Selling public cloud services comes naturally to Google, thanks to its technological expertise and years of experience operating data centers hosting its own products, like Search and YouTube. That proficiency in optimizing resource use is why Google's cloud leads in computing price-verses-performance ratio, Pichai said.

Google continues to "take that knowledge and optimize it for all customers," Pichai said. But to succeed in the cloud market, a provider must offer "a breadth of feature requirements," and Google is working with customers to ensure that its platform delivers the tools they desire.

Alphabet, in its first earnings call as the new holding company, grouped its financials in the categories of "Google" and "other bets."
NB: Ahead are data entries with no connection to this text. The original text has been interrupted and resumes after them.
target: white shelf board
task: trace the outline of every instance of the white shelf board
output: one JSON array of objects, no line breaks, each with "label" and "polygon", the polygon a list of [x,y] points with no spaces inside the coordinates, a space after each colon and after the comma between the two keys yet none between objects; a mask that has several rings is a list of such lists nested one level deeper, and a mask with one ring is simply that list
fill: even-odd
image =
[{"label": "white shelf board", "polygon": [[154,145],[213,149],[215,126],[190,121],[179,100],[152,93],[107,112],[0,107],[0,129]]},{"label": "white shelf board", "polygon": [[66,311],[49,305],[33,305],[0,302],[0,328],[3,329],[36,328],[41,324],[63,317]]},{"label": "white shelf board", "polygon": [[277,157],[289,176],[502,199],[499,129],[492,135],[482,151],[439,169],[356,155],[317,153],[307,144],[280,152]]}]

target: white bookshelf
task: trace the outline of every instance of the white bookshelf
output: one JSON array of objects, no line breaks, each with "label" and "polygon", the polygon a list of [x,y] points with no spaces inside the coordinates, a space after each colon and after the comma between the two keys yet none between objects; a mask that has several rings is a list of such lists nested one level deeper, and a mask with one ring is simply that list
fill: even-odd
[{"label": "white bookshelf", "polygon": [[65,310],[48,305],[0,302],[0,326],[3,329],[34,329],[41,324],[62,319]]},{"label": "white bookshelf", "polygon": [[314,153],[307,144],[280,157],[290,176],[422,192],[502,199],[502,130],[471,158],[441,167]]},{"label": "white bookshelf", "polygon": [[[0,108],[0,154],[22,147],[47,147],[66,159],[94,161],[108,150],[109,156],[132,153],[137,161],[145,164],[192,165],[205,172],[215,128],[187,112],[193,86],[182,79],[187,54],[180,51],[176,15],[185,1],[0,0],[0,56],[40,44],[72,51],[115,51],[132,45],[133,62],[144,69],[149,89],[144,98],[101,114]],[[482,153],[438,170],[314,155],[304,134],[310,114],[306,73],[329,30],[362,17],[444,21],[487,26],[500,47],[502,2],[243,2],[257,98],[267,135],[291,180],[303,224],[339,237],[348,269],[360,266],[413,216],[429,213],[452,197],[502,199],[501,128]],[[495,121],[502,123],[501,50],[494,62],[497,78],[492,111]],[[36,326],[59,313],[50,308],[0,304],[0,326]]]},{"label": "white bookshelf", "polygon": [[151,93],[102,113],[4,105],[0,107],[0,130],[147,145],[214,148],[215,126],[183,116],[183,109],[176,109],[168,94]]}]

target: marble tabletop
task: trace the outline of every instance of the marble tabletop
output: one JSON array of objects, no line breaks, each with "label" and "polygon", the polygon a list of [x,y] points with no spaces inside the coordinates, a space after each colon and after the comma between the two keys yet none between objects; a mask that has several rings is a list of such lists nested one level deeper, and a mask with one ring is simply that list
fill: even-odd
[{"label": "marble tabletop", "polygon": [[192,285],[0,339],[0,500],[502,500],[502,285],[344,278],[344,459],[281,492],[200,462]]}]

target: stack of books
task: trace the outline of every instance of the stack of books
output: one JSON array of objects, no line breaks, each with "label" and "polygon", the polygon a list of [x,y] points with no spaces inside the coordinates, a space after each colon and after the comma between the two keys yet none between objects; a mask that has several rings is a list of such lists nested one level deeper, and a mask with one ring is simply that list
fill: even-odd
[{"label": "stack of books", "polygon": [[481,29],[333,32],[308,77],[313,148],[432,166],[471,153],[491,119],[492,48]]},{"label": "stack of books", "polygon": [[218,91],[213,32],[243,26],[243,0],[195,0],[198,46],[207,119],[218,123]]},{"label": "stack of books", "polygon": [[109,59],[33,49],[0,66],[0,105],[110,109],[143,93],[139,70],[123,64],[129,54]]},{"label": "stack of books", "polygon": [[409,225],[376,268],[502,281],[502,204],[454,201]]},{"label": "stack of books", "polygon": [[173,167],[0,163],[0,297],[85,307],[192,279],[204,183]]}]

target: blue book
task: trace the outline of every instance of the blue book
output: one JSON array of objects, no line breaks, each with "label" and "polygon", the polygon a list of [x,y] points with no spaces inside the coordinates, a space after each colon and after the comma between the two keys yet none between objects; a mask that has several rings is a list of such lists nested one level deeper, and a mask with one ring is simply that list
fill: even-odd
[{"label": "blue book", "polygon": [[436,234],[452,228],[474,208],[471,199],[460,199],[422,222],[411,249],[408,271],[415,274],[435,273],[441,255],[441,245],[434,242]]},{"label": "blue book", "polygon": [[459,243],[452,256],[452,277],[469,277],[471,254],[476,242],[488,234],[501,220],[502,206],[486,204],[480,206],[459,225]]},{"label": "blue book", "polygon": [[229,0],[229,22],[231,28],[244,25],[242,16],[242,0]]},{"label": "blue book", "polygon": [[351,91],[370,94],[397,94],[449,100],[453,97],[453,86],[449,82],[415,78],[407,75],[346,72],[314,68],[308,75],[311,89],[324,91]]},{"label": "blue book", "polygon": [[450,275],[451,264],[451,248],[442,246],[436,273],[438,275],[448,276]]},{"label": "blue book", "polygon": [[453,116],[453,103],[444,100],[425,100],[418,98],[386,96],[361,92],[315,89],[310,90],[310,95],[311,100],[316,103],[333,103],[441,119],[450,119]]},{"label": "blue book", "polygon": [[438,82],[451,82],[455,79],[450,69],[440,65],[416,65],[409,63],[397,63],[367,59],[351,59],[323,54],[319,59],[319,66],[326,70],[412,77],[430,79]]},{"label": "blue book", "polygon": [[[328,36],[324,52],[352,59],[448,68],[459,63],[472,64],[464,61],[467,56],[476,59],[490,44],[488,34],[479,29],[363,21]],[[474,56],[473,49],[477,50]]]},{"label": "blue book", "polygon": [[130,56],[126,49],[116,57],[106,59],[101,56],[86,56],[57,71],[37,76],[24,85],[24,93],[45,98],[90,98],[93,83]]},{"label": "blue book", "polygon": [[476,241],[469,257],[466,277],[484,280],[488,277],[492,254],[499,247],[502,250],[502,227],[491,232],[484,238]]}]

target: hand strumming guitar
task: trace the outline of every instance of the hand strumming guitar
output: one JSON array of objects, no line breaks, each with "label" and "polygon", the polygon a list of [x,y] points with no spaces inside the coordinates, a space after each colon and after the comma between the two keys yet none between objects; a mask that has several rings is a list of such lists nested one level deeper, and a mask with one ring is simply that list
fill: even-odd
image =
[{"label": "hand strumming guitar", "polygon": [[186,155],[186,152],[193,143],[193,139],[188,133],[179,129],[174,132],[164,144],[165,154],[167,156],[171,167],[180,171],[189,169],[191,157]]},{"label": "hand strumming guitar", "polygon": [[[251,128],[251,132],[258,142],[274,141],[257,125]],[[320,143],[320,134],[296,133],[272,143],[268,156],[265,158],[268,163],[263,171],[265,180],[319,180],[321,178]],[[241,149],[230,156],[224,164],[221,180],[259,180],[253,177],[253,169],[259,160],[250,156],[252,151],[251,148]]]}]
The company as a whole took in just over $21.3 billion in revenue in the fourth quarter, up 18 percent year over year, or 24 percent in constant currency. That revenue generated more than $5.3 billion in operating income.

Google accounted for roughly 98 percent of total sales. The subsidiary -- with a portfolio that includes Search, Play, Android and Google Cloud Platform -- saw $21.2 billion in quarterly revenue.

YouTube, with video advertising now powered by the TrueView ad format, saw sales spike.

The "other bets" companies and projects in the Alphabet portfolio -- Fiber connectivity, Next home automation, self-driving cars, two venture capital arms, Verily life sciences, and the secretive Google X research facility -- took in $448 million in revenue combined, up 37 percent from the previous year.

Google cut its capital spending in 2015, with $1.78 billion in outlays in the final three months of the year for data centers, production facilities and other capital projects.

Alphabet CFO Ruth Porat told investors the slowdown in spending came on the heels of a busy 2014. Google focused in 2015 on integrating and optimizing the investments it made the previous year, she said.

But capital expenditures again "will be increasing to support all that we're doing" in 2016, Porat said.

Google's focus is always on efficiency, according to the CFO, and the company now achieves three times the compute power it did five years ago for the same cost.

Pichai told investors that Google Cloud Platform is now "used and trusted by over 4 million applications."

The cloud business is getting "significant traction" and Google plans to invest heavily in it this year, said the CEO.

To that end, Google established a new cloud business unit late last year that's led by VMware co-founder and former CEO Diane Greene, Pichai noted.

"So we've been carefully taking customer feedback and addressing all those needs," Pichai said. "I think we're at the point right now where the product is meant to be used at scale."

The movement to cloud has reached a tipping point, Pichai said. Business leaders now believe their easiest, most cost-effective and secure option is to procure enterprise IT resources from the major cloud providers.

The Google executives also said that Gmail is their latest product to reach 1 billion users.